Going on-site knowing that an opportunity is already progressing and qualified can help justify a costly risk.
Post-deal, you can use Web 2.0 relationship building tools. Businesses can use communications from forums and the like as a marketing tool and source of feedback on products and processes.
Once prospects become our customers, we add them to a ‘club’ where we provide newsfeeds and knowledge bases, but also ongoing individual consultancy – for example with online monthly status meetings and regular product briefings.
Sales 2.0 can reduce the time spent on account management while enabling staff to serve clients better, add more prospects and reduce costs.
Customers may generate opportunities among themselves, through coming into contact via your forums.
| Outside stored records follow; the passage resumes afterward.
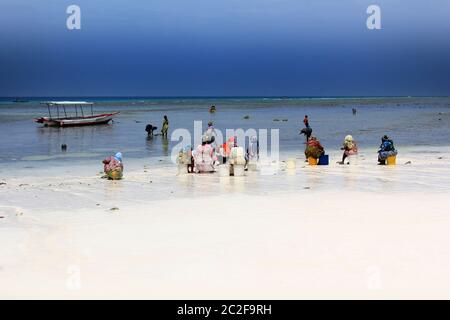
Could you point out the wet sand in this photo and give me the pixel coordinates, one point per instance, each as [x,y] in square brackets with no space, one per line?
[358,231]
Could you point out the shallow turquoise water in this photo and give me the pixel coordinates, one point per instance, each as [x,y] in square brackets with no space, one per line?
[409,121]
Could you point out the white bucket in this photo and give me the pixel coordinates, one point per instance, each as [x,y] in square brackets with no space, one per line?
[291,163]
[253,166]
[238,170]
[224,170]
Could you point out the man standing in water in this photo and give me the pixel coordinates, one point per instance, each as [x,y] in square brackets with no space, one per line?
[306,121]
[307,131]
[165,127]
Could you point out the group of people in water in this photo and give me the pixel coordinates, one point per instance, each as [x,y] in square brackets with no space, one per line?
[315,150]
[209,153]
[165,128]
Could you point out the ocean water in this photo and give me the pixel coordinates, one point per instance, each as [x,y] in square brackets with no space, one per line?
[409,121]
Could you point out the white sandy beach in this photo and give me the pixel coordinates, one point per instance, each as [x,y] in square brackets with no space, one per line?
[358,231]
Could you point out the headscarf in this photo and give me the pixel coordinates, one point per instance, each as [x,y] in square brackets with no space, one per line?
[118,156]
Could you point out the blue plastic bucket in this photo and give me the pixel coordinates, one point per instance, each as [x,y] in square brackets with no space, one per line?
[323,160]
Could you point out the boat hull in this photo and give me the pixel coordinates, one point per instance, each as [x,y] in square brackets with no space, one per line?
[77,121]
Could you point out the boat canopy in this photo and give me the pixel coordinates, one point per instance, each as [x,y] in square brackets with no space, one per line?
[67,103]
[63,104]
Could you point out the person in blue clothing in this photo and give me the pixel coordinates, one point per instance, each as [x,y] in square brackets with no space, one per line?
[387,149]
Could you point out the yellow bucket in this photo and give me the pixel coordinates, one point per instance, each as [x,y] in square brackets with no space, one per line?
[312,161]
[391,161]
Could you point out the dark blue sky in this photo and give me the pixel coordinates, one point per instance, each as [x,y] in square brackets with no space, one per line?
[224,47]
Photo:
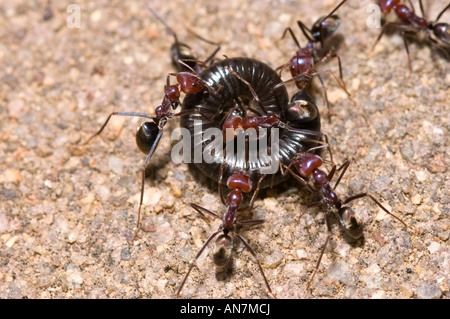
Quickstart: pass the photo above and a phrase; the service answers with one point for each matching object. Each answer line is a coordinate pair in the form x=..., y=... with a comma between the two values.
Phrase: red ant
x=149, y=134
x=411, y=24
x=303, y=64
x=300, y=109
x=238, y=183
x=181, y=51
x=308, y=165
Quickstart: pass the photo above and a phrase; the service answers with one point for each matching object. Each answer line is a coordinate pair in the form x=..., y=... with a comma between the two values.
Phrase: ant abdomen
x=146, y=135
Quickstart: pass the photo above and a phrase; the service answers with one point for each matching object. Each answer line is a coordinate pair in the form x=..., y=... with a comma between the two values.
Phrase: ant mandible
x=307, y=165
x=411, y=24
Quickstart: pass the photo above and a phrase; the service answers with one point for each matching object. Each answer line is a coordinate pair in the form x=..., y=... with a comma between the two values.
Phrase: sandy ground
x=67, y=211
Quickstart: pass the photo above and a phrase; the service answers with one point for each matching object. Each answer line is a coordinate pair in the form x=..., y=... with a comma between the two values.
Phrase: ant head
x=325, y=27
x=223, y=248
x=350, y=221
x=240, y=180
x=146, y=135
x=442, y=33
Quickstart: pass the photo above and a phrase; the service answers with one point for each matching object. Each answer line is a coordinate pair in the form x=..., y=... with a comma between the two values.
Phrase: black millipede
x=227, y=78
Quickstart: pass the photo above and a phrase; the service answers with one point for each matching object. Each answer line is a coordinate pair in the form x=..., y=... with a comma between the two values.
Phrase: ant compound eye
x=146, y=135
x=222, y=250
x=351, y=222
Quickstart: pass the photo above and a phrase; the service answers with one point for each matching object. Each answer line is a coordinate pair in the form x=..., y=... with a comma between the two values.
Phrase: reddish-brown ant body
x=308, y=165
x=238, y=183
x=411, y=24
x=302, y=65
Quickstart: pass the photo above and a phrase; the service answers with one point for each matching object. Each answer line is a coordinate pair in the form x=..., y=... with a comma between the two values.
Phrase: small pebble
x=339, y=271
x=10, y=175
x=428, y=291
x=74, y=277
x=416, y=199
x=125, y=254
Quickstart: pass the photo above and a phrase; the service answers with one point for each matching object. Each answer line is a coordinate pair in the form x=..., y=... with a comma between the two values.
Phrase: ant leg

They may influence your business for the better – we brought functionality to our own products based on customer feedback that we would never have received otherwise.
Enthusiastic mentions also help identify customers willing to participate in case studies or testimonial programmes.
We have found that since the information on our online outlets is constantly updated, with topical discussions through community interaction, we have increased visibility in search engine results. This drives traffic and sales enquiries to our business.